As the team grew closer and more competitive, a new rallying cry was born. Senior Will Rice began using the nickname “Tigs” (pronounced the same as “tigers”, but without the last syllable) in reference to himself and his teammates in the running club. The moniker caught on with his teammates, and exclaiming “Go Tigs!” became a unique tradition of the club, done before the start of every race. While the club is not the first to use the phrase (Rice admits to borrowing it from the fan base of the MLB’s Detroit Tigers), it certainly serves as a symbol of the bonds this team formed over the course of the season.

 Coming Out on Top

Within two hours of the gunshot in Bloomington, the club’s ten representatives at the half-marathon -four girls and six boys – reached

the finish line. And despite the freezing temperatures and the relatively small size of their team, the “Tigs” walked away big winners. The girls’ squad took away the highest honors, as they placed three runners in the top ten and claimed the national championship. Leading the charge was senior Lucy Rummler, who placed second overall among women with a time of 1:27:19.

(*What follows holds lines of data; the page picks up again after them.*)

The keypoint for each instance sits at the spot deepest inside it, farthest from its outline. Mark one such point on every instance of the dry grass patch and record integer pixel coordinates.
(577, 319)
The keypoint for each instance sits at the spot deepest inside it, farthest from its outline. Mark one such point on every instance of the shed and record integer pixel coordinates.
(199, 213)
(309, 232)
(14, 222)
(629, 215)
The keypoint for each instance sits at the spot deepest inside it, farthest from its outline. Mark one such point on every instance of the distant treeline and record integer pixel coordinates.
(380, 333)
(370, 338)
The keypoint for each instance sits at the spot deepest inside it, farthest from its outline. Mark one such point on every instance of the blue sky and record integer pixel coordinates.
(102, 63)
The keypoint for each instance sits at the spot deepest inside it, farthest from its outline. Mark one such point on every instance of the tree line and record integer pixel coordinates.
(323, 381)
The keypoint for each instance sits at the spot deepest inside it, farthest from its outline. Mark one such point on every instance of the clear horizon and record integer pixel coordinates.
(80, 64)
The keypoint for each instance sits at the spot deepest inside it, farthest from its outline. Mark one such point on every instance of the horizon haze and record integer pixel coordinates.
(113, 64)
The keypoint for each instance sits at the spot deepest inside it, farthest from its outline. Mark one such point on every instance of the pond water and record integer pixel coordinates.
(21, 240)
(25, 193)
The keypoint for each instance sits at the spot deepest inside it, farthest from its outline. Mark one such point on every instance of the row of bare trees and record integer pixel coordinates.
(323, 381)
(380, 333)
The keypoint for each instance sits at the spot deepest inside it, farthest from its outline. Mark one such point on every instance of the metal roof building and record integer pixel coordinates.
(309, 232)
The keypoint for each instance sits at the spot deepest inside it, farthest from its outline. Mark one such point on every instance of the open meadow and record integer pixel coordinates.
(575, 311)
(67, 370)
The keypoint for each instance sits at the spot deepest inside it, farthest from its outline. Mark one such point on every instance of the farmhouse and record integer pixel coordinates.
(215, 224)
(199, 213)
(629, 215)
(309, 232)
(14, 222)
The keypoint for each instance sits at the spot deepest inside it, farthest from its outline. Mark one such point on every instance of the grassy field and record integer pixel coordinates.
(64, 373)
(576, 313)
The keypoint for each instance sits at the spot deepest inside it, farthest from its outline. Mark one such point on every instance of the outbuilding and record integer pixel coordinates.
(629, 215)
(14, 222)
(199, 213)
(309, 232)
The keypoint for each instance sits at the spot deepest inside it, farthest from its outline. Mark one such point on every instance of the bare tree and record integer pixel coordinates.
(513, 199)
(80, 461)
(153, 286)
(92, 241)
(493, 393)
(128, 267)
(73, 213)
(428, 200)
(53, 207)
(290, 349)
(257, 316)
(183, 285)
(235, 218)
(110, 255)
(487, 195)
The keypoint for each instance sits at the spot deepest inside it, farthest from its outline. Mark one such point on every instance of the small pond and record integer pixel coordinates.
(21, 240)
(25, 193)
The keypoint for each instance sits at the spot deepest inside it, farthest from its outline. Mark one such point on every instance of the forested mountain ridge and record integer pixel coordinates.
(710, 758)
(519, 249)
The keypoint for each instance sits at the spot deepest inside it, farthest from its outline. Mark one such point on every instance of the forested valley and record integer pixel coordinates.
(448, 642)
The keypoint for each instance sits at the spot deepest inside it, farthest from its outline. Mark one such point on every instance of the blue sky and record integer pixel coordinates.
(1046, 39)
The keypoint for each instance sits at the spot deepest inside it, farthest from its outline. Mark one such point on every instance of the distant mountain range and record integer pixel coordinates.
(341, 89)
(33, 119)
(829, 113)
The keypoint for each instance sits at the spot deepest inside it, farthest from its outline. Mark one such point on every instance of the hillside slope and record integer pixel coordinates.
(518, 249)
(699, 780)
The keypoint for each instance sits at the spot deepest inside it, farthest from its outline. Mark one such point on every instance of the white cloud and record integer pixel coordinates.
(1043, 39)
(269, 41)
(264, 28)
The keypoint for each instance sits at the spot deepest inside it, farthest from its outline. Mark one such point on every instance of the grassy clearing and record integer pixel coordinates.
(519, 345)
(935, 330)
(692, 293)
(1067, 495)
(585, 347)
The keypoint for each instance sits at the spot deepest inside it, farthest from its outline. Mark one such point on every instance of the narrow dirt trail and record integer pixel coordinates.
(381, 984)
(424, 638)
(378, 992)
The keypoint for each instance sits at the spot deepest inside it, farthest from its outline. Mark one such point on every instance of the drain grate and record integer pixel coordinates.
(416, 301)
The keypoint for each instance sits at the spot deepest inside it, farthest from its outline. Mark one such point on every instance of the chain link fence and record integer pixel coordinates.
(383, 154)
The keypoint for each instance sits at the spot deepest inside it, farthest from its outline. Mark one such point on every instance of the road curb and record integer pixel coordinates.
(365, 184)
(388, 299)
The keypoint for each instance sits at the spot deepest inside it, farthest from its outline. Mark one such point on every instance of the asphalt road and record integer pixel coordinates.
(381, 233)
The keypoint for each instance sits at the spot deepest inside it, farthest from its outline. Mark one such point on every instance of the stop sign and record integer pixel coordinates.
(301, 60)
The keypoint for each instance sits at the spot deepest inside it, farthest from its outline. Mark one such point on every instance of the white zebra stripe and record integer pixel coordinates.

“I guess I finally figured out how to play the mental game with racing, just in time for the end of my college races,” Rummler said on her finish. She also credited the support from her female teammates, stating “there’s a much better girls’ community this year [on the team]. I have a lot more people to push me and make me do my best.”

The club was overjoyed with the women’s success. Freshman Michael Holland said, “It was pretty amazing watching our girls go out and win a national title. Thought they would … they definitely did.”

Rosa-Marie Compton and Sydney Gilstrap placed fourth and ninth, respectively, to give Clemson three top-ten finishers in the women’s half-marathon. Closely following them was Courtney Shearer at 11th. Meanwhile, the guys’ team placed eighth overall out of nineteen teams, led by Holland’s eighth place individual finish. Between the men’s and

women’s teams, Clemson produced four top-ten finishers, more than any

other school at the competition.

 “There’s a New Sheriff in Town”

As thrilling as this year’s finish was, the Tigs are even more excited for next year. Outgoing senior Will Rice declared “there’s a new

sheriff in town,” as freshmen Michael Holland and Courtney Shearer are set to take over as team leaders. The club expects to bring in more new members for the fall than it will lose to spring graduation. In particular, Shearer has high expectations for the future of the women’s side of the club.

“When we got up in that stage at nationals, there were only four of us, and I watched all the Penn State girls with their massive squad of people on the stage,” Shearer recalls from the competition. She added that she “would just like to have our own large group of women competing together.”

Shearer also went as far to say that she hopes to establish a “tradition of dominance” with the        

team. Given how far the club has gone this year, that shouldn’t be a lofty expectation.

“I wish that I could run more years with these girls,” said senior Lucy Rummler with a smile. “I know that they’ll continue to do well in this race and in other races.”

The team meets every night at 6 p.m.  in Cox Plaza to run. They welcome runners of all experience and competitive levels.